Definindo-se “um escriba das miudezas”, Machado de Assis se inicia na publicação livresca a partir das peças teatrais, aos 22 anos, com “Desencantos”, de 1861, em cujo drama retrata a história da viúva Clara de Sousa. A personagem vive às voltas porque tem de escolher entre dois pretendentes. Saiu em um tempo que ideais românticos circulavam pelo Brasil.

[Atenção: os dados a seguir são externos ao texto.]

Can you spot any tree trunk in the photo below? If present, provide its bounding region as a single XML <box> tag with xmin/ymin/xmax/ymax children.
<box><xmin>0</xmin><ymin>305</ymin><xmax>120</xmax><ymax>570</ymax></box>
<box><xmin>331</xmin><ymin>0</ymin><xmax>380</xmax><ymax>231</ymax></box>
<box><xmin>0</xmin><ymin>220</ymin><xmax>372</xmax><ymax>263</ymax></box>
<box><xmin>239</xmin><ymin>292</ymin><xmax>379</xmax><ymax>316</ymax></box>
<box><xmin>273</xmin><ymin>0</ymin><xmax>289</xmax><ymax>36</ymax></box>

Outro título dessa faceta machadiana dramática, também em pré-venda pela Todavia, é “Os Deuses de Casaca”. São sete personagens da mitologia clássica, descidas do Olimpo, deparando-se com a vida moderna, homens vestidos de casaca, tempo e espaço não determinados. A vida amparada na palavra. Uma fotografia de 1866, essa peça.

Poeta

Machado foi ainda poeta, como se lê em “Crisálidas”, de 1864, e estabelece na obra equilíbrio entre as formas, os assuntos clássicos e as ideias românticas. Cria uma tensão, tensão muito peculiar, aliás: seus escritos combinam referências antigas, modernas e contemporâneas.

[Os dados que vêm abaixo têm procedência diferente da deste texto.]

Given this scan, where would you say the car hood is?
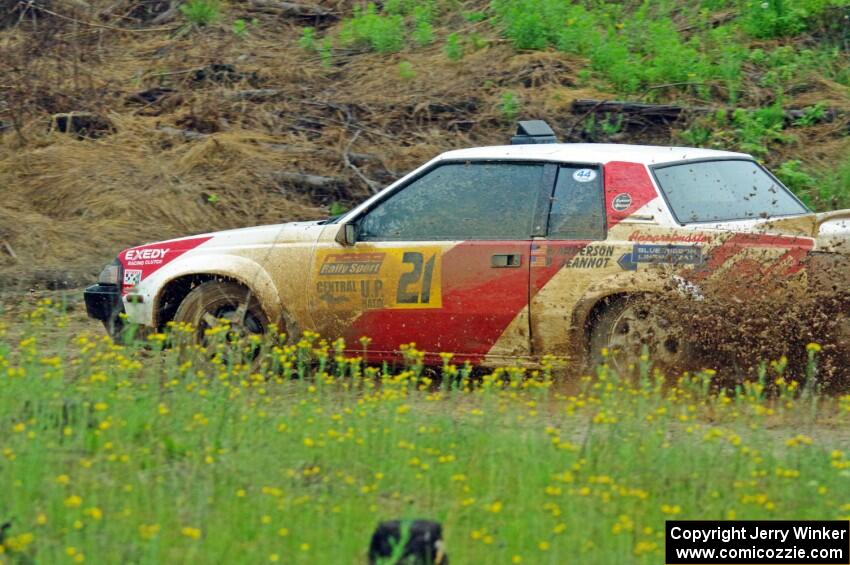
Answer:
[131,220,323,249]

Em “Memórias Póstumas de Brás Cubas”, o escritor abre-alas para o realismo na literatura brasileira. Brás Cubas, o defunto autor, narra em primeira pessoa sua vida. O personagem é um homem de elite, todavia coleciona fracassos: “Ao verme que primeiro roeu as frias carnes do meu cadáver dedico como saudosa lembrança estas memórias póstumas.”

Nesta obra, logo em seu princípio, Machado lança um olhar galhofeiro para os endinheirados do século 19. Às vezes, no entanto, suas descrições chocam o leitor, especialmente no instante em que o narrador, aos 6 anos, relata ter quebrado a cabeça de uma escrava porque negou-lhe “uma colher do doce de coco que estava fazendo”. A zombeteria machadiana aparece assim que Brás Cubas rememora os estudos na Europa.

“A Universidade esperava-me com suas matérias árduas, e não sei se profundas; estudei-as muito mediocremente, e nem por isso perdi o grau de bacharel”, observou o narrador, indicando que o pai casou-o com a filha de um homem influente. A moça, por sua vez, escolheu outro. “Virgilia comparou a águia e o pavão, e elegeu a águia”, galhofou-se.

Quando jovem, Brás Cubas apaixonou-se pela cortesã Marcela: “Amou-me durante quinze meses e onze contos de réis.” O narrador, então, morreu aos 64 anos. “Memórias Póstumas de Brás Cubas” demonstra que Machado de Assis tinha olhar atento às questões sociais de seu tempo. Essa obra e as outras quatro têm muito a nos dizer neste século 21.